Meera

"La princesse indienne Meera était éperdue de dévotion, c'était une bhakta ivre d'amour pour Dieu. Le jour où elle quitta le palais pour fêter sa joie au grand air, son entourage la renia et tenta même de l'empoisonner, car elle déshonorait la famille royale. Cela se passait au Rajasthan, un des états les plus rigides du pays. Pendant des siècles, les femmes y ont vécu cachées, voilées en permanence. Dans ce milieu extrêmement borné, Meera tomba amoureuse de l'existence. Elle partit sur les routes, dansant extatiquement sans s'inquiéter de son sari qui glissait et découvrait son visage et ses mains. On comprend l'indignation de sa noble famille. Elle chantait comme jamais personne n'avait chanté, les mélodies jaillissaient spontanément de son cœur.
- Ne t'imagine pas que tu es mon époux, avait-elle dit à son mari.
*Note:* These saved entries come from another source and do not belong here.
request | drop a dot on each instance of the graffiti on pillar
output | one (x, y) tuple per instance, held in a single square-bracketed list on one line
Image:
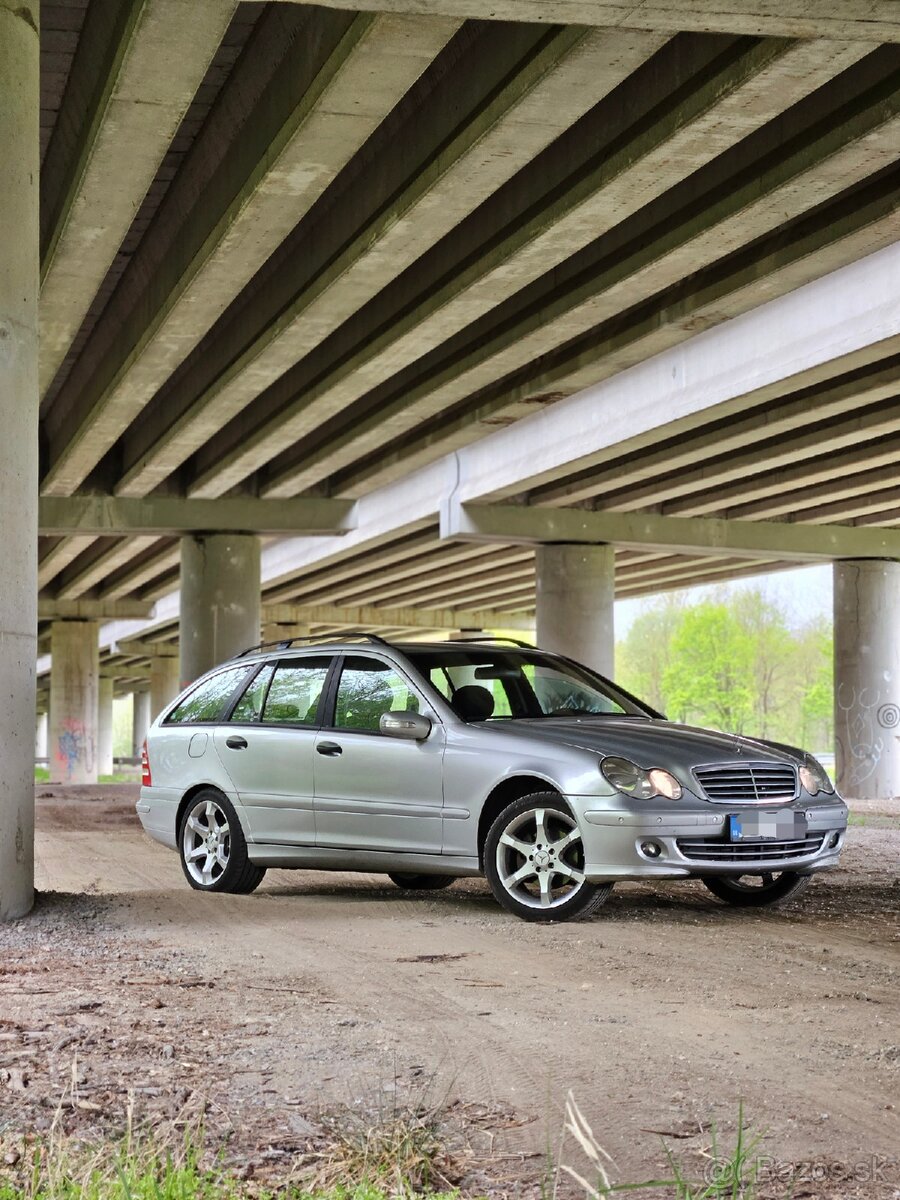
[(75, 748), (859, 735)]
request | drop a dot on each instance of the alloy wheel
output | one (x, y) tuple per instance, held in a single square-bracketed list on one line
[(207, 843), (540, 858)]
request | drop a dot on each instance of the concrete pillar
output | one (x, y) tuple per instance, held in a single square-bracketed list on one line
[(165, 685), (19, 113), (220, 599), (575, 593), (105, 727), (75, 701), (141, 718), (867, 678), (41, 736)]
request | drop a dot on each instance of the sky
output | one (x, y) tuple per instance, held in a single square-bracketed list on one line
[(802, 593)]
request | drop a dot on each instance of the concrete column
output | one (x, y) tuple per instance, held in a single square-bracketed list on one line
[(867, 678), (19, 108), (41, 736), (220, 599), (75, 701), (575, 593), (141, 718), (105, 727), (163, 685)]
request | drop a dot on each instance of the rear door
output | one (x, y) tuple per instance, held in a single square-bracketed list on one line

Mon bien-aimé est Krishna, tu n'en es qu'un pâle reflet.
Furieux le roi la chassa du royaume. Meera se rendit à Mathura où s'élève un des grands temples consacrés à Krishna. Le gardien de ce temple avait fait le voeu de ne plus jamais regarder une femme de sa vie. Cela faisait trente ans qu'il y était parvenu. Aucune femme ne pouvait franchir le seuil du temple et lui-même n'en sortait jamais. Meera arriva devant l'entrée et dansa dans un tel état de ravissement que les gardes oublièrent les consignes. Elle entra sans difficultés. Le grand-prêtre était absorbé dans le culte de Krishna. Quand il vit Meera, il fut saisi d'effroi.
- Dehors, femme ! Dehors ! Aucune femme n'a la permission d'entrer ici ! Hurla-t-il.
Meera se mit à rire :
- À ma connaissance, nous sommes tous féminins, sauf Dieu ! Crois-tu être encore un homme après avoir adoré Krishna pendant trente ans ?
Le prêtre tomba aux pieds de la grande mystique :
- Personne ne m'a jamais dit cela, dit-il. Je comprend et vois que c'est la vérité."

L'amour de Meera était parfait. Elle n'attendait rien, ne demandait rien à Krishna et offrait ce qu'elle avait...et recevait en retour.